Steve Jobs wasn’t a fan of Apple’s Infinite Loop headquarters in Cupertino, California. But its six buildings, the design of those buildings, and the overall campus plan defined an entire era for the company’s employees, its products, and its mercurial leader. In fact, its new Apple Park offices, designed by Foster+Partners, are arguably less representative of Apple’s spirit than the old Infinite Loop campus, which the company occupied from 1993 to 2017. The latter embodied Apple’s unlikely resurrection in the late 1990s. The former feels like yet another Apple product.
After all, the old Infinite Loop was where Jobs and Jony Ive conceived every single product that made Apple a one trillion dollar corporation. That turned it into a legendary tapestry of anecdotes, tragedies, comedies, and design choices. For nerds like me, walking into its atrium was like being a Christian pilgrim walking into Saint Peter’s Basilica in Rome for the first time.
This week, Wired‘s Steven Levy published an extensive oral historyof the original campus that tells the tales of a place that still belongs to Apple (and still contains Jobs’s untouched old office, which Tim Cook tells Levy he visits from time to time to feel his presence). Many of the anecdotes hint at how the campus design itself shaped the company and its products.
Jobs dreamt of monorails and uniforms
John Sculley, who became Apple CEO at the request of Jobs only to later betray him, describes Jobs’s early visions for a new headquarters:
Steve called it SuperSite. He wanted something like the experience of going to Disney World, with monorails going around, where everyone was in different-colored uniforms. When Steve told the Mac group that he wanted to have uniforms, they all looked at him like he was crazy.
The anecdote reaffirms that Jobs wasn’t only a marketing visionary but a true showman–a Willy Wonka in a black turtleneck.

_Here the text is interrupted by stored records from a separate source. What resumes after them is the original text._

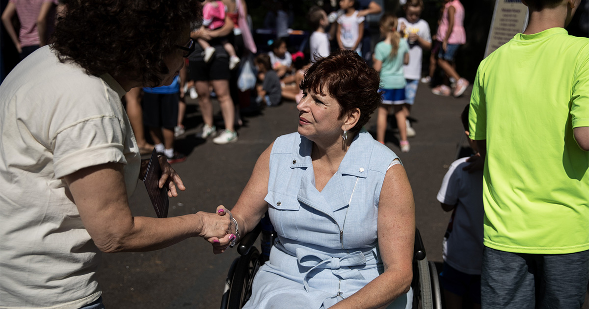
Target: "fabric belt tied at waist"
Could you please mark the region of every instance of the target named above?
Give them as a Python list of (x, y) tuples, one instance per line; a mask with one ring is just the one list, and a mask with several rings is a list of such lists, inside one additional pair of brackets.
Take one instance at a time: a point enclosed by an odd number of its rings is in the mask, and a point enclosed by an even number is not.
[(315, 270), (331, 270), (334, 275), (342, 279), (364, 279), (364, 276), (358, 270), (350, 269), (350, 267), (366, 264), (366, 257), (360, 251), (353, 252), (341, 258), (336, 258), (327, 254), (298, 248), (296, 250), (296, 257), (299, 264), (306, 267), (311, 267), (311, 269), (305, 273), (303, 278), (305, 290), (307, 292), (309, 292), (309, 280), (313, 277), (312, 273)]

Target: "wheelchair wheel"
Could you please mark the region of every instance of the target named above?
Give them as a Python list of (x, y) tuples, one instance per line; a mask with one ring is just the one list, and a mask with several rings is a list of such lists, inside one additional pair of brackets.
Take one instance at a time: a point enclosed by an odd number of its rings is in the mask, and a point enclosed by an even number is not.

Walking was part of the culture
Dan Whisenhunt, VP of real estate from 2007 to 2018, told Levy that while Jobs didn’t like Infinite Loop because it wasn’t his design, he really liked the interior courtyard, and used it and the campus grounds to conduct his famous walking meetings. “He had very predictable paths,” Whisenhunt says. “The first was from the parking lot through the lobby up to his office. The second path was over to Jony’s studio. That was an indoor route that was known very well.”